Gamification is a word we are starting to hear a lot about.
What is Gamification? In essence gamification is turning something, a process or experience into a game. A game where the ‘player’ can earn points or status.
The desire to play games is inherent in many people, and the growth of social media is testimony to this. For it is a rare discussion about social media when comparisons between the number of friends, followers or likes a person has is not central to the intended outcome.
We all like games. To the point that my daughter who is learning to drive hates it when I drive at 31 in a 30 zone and get a sad face rather than a smiley :) on the road side speeding signs. She gets a feel good feeling from getting the smiley face. Much like children like getting gold stars at school. But now this is much wider than school. Its entering the world of business.
Magic “gold stars”
Some years ago I was involved in developing the governing committee of a large not for profit. This was an organisation going from just £1m turnover to many £m over night. It needed to be more strategic. My role initially was to carry out an organisational diagnostic. This meant having all of the managers and committee complete some questionnaires. I was asked by one member if they would get a “gold star” for completing it. I said I would when I returned. Unfortunately I forgot, but on the way to the next meeting I went into a confectionery shop & bought each of them a packet of chocolate stars. They were overjoyed. It was the simple rewards that often have the biggest impact.
If we want to engage our people, we need to find new ways of engaging a generation bought up on game experiences. From pokemon & collecting characters and items through to Facebook. Gamification is all around us.
Human resources and business leaders are lagging behind the rest of the world. We need to play catch up. It won’t be long before many businesses have a ‘head of gamification’ role to manage these important people strategies.
The challenge is to harness gamification, but without it appearing trite or irrelevant.
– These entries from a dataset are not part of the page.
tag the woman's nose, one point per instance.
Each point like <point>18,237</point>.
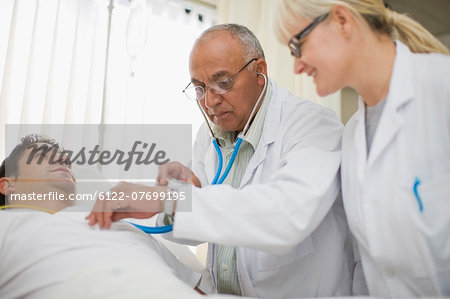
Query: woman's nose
<point>299,66</point>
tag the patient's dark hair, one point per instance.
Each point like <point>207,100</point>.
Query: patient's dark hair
<point>11,165</point>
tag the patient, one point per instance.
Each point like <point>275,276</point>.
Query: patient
<point>49,251</point>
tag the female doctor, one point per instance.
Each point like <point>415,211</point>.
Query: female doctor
<point>396,147</point>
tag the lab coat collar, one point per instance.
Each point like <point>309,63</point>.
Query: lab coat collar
<point>401,91</point>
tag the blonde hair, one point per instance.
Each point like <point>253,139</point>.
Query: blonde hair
<point>380,19</point>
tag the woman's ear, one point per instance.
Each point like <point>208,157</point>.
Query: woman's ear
<point>6,186</point>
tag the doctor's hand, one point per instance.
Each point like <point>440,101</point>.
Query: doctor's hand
<point>176,170</point>
<point>132,201</point>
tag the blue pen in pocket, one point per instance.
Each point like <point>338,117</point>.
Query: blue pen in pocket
<point>416,193</point>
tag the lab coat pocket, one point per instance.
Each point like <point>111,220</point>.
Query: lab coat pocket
<point>270,262</point>
<point>434,219</point>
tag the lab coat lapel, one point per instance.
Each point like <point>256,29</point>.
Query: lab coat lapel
<point>360,139</point>
<point>401,91</point>
<point>271,126</point>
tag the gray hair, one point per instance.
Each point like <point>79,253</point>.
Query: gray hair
<point>250,44</point>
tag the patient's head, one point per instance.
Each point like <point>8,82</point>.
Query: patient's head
<point>36,165</point>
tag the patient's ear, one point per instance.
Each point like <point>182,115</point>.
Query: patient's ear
<point>6,186</point>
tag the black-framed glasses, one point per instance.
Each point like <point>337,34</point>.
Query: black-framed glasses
<point>295,43</point>
<point>196,93</point>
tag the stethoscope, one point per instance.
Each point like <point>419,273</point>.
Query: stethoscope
<point>219,177</point>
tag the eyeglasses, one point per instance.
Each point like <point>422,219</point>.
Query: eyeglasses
<point>196,93</point>
<point>295,44</point>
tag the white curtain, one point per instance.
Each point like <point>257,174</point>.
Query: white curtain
<point>258,16</point>
<point>53,56</point>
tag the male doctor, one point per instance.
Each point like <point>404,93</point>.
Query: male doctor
<point>275,226</point>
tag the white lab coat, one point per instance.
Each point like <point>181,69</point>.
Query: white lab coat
<point>404,252</point>
<point>292,232</point>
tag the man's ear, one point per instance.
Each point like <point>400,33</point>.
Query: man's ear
<point>261,68</point>
<point>6,186</point>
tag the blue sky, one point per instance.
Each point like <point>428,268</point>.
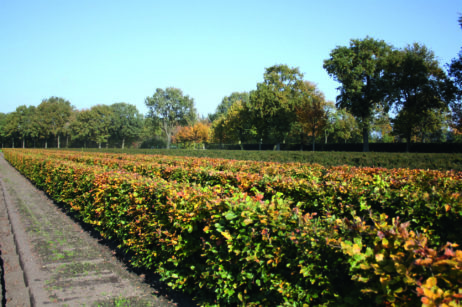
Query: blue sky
<point>102,52</point>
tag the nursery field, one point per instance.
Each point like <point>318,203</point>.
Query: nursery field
<point>434,161</point>
<point>237,232</point>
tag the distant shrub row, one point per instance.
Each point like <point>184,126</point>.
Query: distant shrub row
<point>434,161</point>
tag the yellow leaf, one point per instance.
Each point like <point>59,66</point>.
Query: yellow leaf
<point>379,257</point>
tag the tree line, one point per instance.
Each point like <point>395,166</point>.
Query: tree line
<point>385,94</point>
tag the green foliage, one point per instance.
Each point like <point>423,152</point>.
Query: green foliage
<point>52,115</point>
<point>419,88</point>
<point>127,122</point>
<point>272,103</point>
<point>359,68</point>
<point>170,108</point>
<point>268,233</point>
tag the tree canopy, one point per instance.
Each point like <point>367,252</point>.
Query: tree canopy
<point>359,68</point>
<point>169,108</point>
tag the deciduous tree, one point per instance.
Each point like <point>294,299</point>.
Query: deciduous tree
<point>273,102</point>
<point>360,68</point>
<point>127,122</point>
<point>310,111</point>
<point>53,113</point>
<point>419,86</point>
<point>169,108</point>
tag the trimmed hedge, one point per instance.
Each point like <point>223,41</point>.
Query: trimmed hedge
<point>269,235</point>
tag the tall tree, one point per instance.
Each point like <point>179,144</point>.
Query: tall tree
<point>3,134</point>
<point>53,114</point>
<point>93,125</point>
<point>273,102</point>
<point>455,72</point>
<point>127,122</point>
<point>227,102</point>
<point>310,112</point>
<point>22,119</point>
<point>419,86</point>
<point>238,124</point>
<point>169,108</point>
<point>345,126</point>
<point>359,68</point>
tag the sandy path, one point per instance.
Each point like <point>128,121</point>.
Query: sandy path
<point>49,260</point>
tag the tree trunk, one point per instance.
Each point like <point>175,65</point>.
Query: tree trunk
<point>313,131</point>
<point>408,141</point>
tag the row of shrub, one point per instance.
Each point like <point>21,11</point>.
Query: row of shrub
<point>435,161</point>
<point>269,235</point>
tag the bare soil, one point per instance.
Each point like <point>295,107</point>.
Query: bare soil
<point>47,258</point>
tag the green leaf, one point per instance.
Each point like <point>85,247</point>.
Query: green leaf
<point>230,215</point>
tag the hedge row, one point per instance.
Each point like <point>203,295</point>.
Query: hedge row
<point>431,200</point>
<point>269,247</point>
<point>436,161</point>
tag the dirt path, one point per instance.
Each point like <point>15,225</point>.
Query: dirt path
<point>49,260</point>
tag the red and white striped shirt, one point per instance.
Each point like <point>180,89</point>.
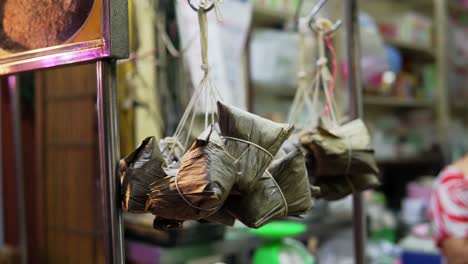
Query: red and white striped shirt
<point>449,205</point>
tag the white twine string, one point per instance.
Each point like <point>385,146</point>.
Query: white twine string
<point>206,87</point>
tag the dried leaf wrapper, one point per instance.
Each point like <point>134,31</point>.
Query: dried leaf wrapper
<point>138,170</point>
<point>202,184</point>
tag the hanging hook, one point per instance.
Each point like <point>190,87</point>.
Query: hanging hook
<point>311,19</point>
<point>196,9</point>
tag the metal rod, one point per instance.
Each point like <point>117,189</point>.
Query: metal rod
<point>356,111</point>
<point>2,227</point>
<point>109,154</point>
<point>14,90</point>
<point>443,108</point>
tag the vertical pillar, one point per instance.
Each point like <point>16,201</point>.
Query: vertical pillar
<point>14,91</point>
<point>109,155</point>
<point>356,111</point>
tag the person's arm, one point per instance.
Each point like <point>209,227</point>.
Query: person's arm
<point>455,250</point>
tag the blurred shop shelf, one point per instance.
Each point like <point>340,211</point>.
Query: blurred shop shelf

In gamification Points make prizes
Integration of attendance, performance, collaboration and innovation need to be key factors on the point scoring board. The real challenge is identifying rewards that are aligned to the company values and culture.
An even bigger challenge will be the not-for-profit AZ and charity sectors. For once business starts this, there is no way they can opt out. The simple reality is the volunteers and employees will expect such a system. May be more so than the private sector, as often salaries are lower, so a greater Sence of contribution will be one of the key satisfaction drivers.
Why use gameification?
It’s all about two factors critical to any successful and sustainable business,
- Change management
- Employee engagement
As a business or organisational development professional, when we introduce change, we need to make it change what and how people do things, and we need that change to stick. Equally we need people to be both engaged with the work and with the organisation.
Here is where gameification strategies and methods can help us. There is a psychology of games, people like to get involved and they like to win, or any least show they can do well. Games and the associated “rewards” can help here.
Health warning – get the game wrong and people wont play, worse, they can lose faith in the change team or the organisation as a whole.
Games can be used in ” business as usual” as well as under change. Indeed many would argue that if you introduce games before change, you can use changes in the rewards to accelerate the change implementation. Gamification works on the principle what gets measured gets done. Its a way of measuring without micro managing or standing over people. Game strategy can work well with remote workers too.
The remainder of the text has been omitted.